ソーシャルワーカーイメージの個人的原点 「精神障害のある人々の自立生活―当事者ソーシャルワーカーの可能性/加藤真規子」

 アメリカでも州によっては制度として取り入れられている精神障害当事者のソーシャルワーカー、ピアカウンセリングの可能性について。アメリカでのパイオニア、『精神障害者自らの手で』の著者、ジュディス・チェンバレンとの交流の記録など、非常に興味深い内容です。

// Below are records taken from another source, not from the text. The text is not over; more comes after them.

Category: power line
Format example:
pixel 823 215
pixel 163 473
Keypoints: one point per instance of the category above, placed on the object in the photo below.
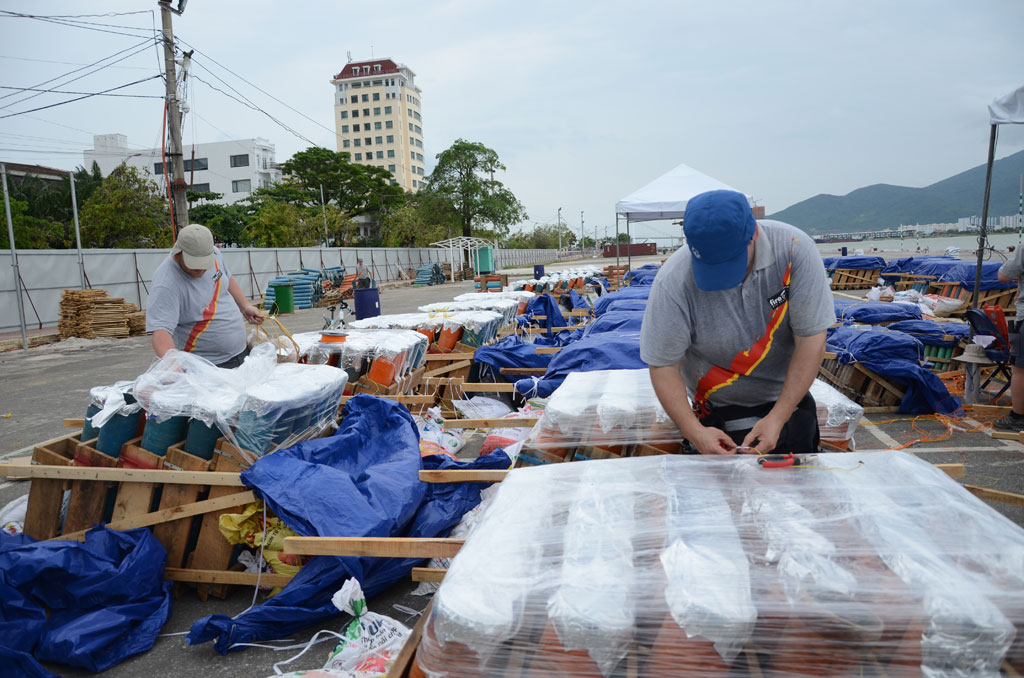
pixel 65 91
pixel 142 44
pixel 43 108
pixel 199 51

 いや、考えたらぼくが一番最初に接したソーシャルワーカー(という意識は当時はなかったんだけれど)って加藤さんなんだよね。曜日は違うんだけど同じ保健所のデイケアに関わっていたのでした。当時から自宅に仲間を泊めたりという活動をしているということはうっすらと聞いていて凄いな、自分にはできないなと思ってました。精神医療に携わる人は是非読むとよいと思います。


 一点だけひっかかったのはちょっと恣意的に思える統計の数値の使い方。精神障害者の犯罪率の低さをいうなら、殺人・放火など重犯罪での犯罪率の高さを記載しないとアンフェアだし、ヨーロッパ諸国の社会保障費の配分額の高さを言うなら高率の付加価値税を記載する必要があります。昔は社会運動っていうのは自らの正当性をいうために資料の自分に都合のいい部分だけ抜き出すというのが当たり前だったんだけど、もうそういう時期じゃないと思います。